Anwar El-Ibrahimi (Omar Metwally) lives in America with his wife Isabella (Reese Witherspoon). However, when it turns out that his mobile phone records show that he has received phone calls from a known terrorist, he is abducted upon arriving on American soil and whisked off to 'north Africa' where he is tortured. Meanwhile, back home, his wife along with an ex-boyfriend turned senatorial aide (Peter Sarsgaard) try to get the CIA's head of rendition (Meryl Streep) to free him.

One of the most notable things about this film is its political naivety. In this film, all Americans are good liberal people who become right wing and unreasonable as a result of some emotional trauma. So a junior CIA man has his superior die in his arms following a suicide bombing and then happily sits stony-faced while someone is tortured in front of him. Similarly, the head of torture learns of the CIA agent's death and, despite having no reason for holding El-Ibrahimi has him put on the plane and tortured. The chief torturer is only doing the job in order to find his daughter. Even the senatorial aide only relinquishes his attempts to free his old girlfriend's husband after being given a tongue lashing by his boss the senator.

Clearly this is result of the writer Kelley Sane wanting the supporters of torture to appear more human but the result is a strange socio-political landscape that bears little relation to the real world. The CIA and American government don't arrange for people to be water-boarded because they're a bit upset, they do so because they believe that torture is not only a reliable means of obtaining information but one whose moral price is acceptable given the perceived risk of terrorist attack. To suggest otherwise is to fudge the issue and to miss the point. Similarly, once the senatorial aide gets a-hold of the issue, the senator gets nervous, worried about going to the press but what goes on in Guantanamo Bay has been known for years and there's no great public demand for it to stop. The same goes for water-boarding, and all of the other delicious things that are done in order to protect our liberties. The truth is that most people simply don't care. The problem with extraordinary rendition is not that it is part of some vast government conspiracy to keep us all in the dark, it's that our leaders know all about it but don't do anything about it, and the media and the people are quite happy to let them get on with it. One gets the impression that Hood thinks that if rendition were brought to the public's attention and all those involved got a good night's sleep then the practice would stop. Fat chance.

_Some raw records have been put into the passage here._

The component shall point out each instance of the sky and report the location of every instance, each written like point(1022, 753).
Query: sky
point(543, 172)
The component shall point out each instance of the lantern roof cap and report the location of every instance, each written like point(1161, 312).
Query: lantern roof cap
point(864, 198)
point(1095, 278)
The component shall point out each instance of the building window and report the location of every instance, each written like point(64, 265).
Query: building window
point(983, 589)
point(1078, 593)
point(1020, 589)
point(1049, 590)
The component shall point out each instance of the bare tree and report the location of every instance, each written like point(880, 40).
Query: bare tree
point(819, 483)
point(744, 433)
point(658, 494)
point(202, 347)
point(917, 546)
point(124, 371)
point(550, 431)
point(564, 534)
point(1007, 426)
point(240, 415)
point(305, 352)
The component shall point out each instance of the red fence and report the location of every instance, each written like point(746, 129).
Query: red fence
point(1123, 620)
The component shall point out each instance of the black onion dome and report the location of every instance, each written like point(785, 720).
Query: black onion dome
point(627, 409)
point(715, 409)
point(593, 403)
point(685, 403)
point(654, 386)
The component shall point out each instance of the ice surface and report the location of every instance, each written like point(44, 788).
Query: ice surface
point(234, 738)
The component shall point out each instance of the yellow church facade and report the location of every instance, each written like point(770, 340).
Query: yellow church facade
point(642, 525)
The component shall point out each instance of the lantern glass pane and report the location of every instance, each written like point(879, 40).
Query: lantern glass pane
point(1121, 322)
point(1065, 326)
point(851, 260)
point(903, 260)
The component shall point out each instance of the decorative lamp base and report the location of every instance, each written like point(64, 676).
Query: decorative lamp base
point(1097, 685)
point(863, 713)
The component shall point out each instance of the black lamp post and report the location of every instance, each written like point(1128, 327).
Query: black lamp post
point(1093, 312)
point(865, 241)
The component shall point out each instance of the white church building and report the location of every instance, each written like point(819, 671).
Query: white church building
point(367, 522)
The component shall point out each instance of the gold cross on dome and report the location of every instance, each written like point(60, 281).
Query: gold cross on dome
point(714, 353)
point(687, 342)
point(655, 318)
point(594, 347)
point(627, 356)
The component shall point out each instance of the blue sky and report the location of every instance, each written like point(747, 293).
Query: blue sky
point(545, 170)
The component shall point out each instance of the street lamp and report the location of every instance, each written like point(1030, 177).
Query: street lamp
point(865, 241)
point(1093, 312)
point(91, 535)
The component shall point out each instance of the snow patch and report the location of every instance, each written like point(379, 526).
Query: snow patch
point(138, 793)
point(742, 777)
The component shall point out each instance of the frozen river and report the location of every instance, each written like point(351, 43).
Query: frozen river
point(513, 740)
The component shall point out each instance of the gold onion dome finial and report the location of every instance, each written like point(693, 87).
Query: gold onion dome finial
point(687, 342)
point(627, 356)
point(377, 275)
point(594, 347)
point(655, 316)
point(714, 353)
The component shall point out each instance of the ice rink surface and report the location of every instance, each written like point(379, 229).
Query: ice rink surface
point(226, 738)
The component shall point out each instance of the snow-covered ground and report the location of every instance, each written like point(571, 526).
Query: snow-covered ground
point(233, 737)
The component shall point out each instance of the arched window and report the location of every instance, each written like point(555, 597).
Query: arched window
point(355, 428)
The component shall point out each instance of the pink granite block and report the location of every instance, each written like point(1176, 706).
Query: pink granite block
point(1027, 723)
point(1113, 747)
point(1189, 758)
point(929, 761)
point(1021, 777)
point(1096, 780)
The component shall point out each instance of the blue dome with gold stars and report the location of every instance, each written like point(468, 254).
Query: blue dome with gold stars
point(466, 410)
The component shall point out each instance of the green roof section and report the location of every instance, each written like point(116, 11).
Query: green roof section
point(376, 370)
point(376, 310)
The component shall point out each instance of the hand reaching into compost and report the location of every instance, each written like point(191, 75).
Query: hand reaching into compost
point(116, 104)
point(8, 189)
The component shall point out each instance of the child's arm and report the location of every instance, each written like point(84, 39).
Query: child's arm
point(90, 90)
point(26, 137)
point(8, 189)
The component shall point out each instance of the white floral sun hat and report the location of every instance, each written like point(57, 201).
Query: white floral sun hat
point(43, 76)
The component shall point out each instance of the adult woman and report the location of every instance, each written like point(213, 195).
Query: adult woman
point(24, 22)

If this film had been made 10 years ago then it would have been genuinely interesting. As it is, it is merely a superficial retelling of what is known about rendition. So we get people being disappeared by the American government (check!), we have people being shipped off to countries with a more 'liberal' attitude towards torture (check!), we have the American government's terrorist monitoring system throw up a false positive (check!), and we have the fact that if you torture someone for long enough they'll tell you anything that you want to know (check!). The problem is that the film doesn't go any further or say anything more unsubstantial, it simply limits itself to stating the obvious, namely that extraordinary rendition goes on, that it's morally repugnant and that it's a completely useless means of gaining information. I can't help but ask: Yes... and?

The film's acting is broadly decent thanks to a solid cast but the characters are seriously underwritten meaning that they never rise above the level of broad caricatures including the worried wife, the rookie intelligence agents with moral doubts, the pragmatic politician and the quasi-sociopathic senior spy. However, having said all of this, it is not a bad film. Hood injects quite a bit of atmosphere and has a nice little time-slip twist in the tail, which is well done and is completely tangential to anything else in the film. Combine this with the decent acting and a well-meaning political bent and you've got the means of filling a couple of hours without too much trouble. Just do not expect a smart political thriller like Charlie Wilson's War or a genuinely insightful critique of American foreign policy like In The Valley Of Elah.